Back in 1993, Pullman experienced both a banner year and a series of on-screen humiliations: he was left by Jodie Foster in Sommersby, by Meg Ryan in Sleepless in Seattle, and plays something of a patsy in Malice, although at least he gets to be the nominal hero in this one. Still, the movie-star reveal goes to Baldwin, as does the movie's most famous monologue that ends with Jed rejecting the idea of a God complex. This bit is inimitably Sorkin, and he so rarely rolls around in the genre mock that the (comparatively mild) sleaze of Malice has a real novelty to it, especially when it's fusing '90s-style "erotic thriller" overtones with remnants of '60s and '70s film culture: George C. Scott and Anne Bancroft have brief roles, and the movie was shot by the overqualified Gordon Willis, casting his signature deep-dark shadows over many scenes.
This enjoyable if inconsequential movie also catches its then-contemporary cast at a crossroads: Baldwin before both his fall from movie-star grace and rebirth as a terrific supporting and/or comic actor; Kidman before her ascension to Hollywood royalty; Pullman, well, pretty much at peak Pullman.
Blown Away (1994)
Blown Away, too, features a star whose career would shift over the next several decades: Jeff Bridges, in a still-atypical action-hero role, plays a former Irish terrorist now a bomb-squad hero called Jimmy Dove, whose past comes back to haunt him when Ryan Gaerity (Tommy Lee Jones) finds him in Boston and starts blowing stuff up. Technically, this makes Blown Away a Boston crime movie, from a time when Boston crime movies were not in vogue; now they tend to be less outsized than this one, at least in terms of pyro (at the time of its release, the film was purported to feature the largest real explosion over staged for a movie).
Blown Away is even more '90s than Malice, especially for the way future Oscar-winner Bridges receives taunting phone calls from then-recent Oscar-winner Tommy Lee Jones, whose work in Under Siege and The Fugitive got him plenty of bad-guy gigs. His mad bomber here is like a warm-up for the ridiculousness of his Two-Face performance in Batman Forever, though he adds at least some baseline humanity here that's sadly and crucially left out of his Bat-villain turn (there's no reason that Aaron Eckhart, rather than Tommy Lee Jones, should be the definitive on-screen Harvey Dent, but there but for the grace of Christopher Nolan he goes).
Both Bridges and Jones are given the bizarre opportunity to act both haunted and zany; Bridges cracks wise while sweating through bomb defusements, while Jones dons a variety of wacky disguises and, in a delightfully blatant Irish stereotype, bumps The Joshua Tree in his bomb lab. The bombs themselves have a neat combination of MacGyver and Rube Goldberg sensibilities, which distracts from the fact that this is essentially another serial-killer story, with plenty of wife-and-kid endangerment for extra stakes.

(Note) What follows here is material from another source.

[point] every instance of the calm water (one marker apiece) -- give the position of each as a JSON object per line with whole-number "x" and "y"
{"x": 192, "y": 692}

Blown Away was directed by Stephen Hopkins and Malice was directed by Harold Becker. Neither of them have particularly storied careers, and neither has directed a feature in a while, though Hopkins gets plenty of work on TV. Hopkins in particular, who provides a sometimes-sparse commentary track on the Blu-ray, is the kind of unfussy craftsman who looks a little more classical now, canted angles and all, than he did at the time. Hopkins may be aware of this quality; as the movie fades out to the tune of an incongruous power ballad, he cracks: "Is this a '90s film ending or what?"
In the end, the competent, sometimes silly, decidedly R-rated craftsmanship of Blown Away or Malice doesn't necessarily stand on its own as exceptional filmmaking. Neither movie is quite as good as any number of even a second-tier recent fanboy effort like, say, Ant-Man. But the kind of movies these two so handily represent are scarce enough today to create nostalgia. If we got more movies like, say, Jack Reacher or Focus, older movies like Malice might not seem so attractive in retrospect (well, apart from Kidman and Baldwin; they will always look attractive in this movie). As-is, their popcorn appeal has become a niche.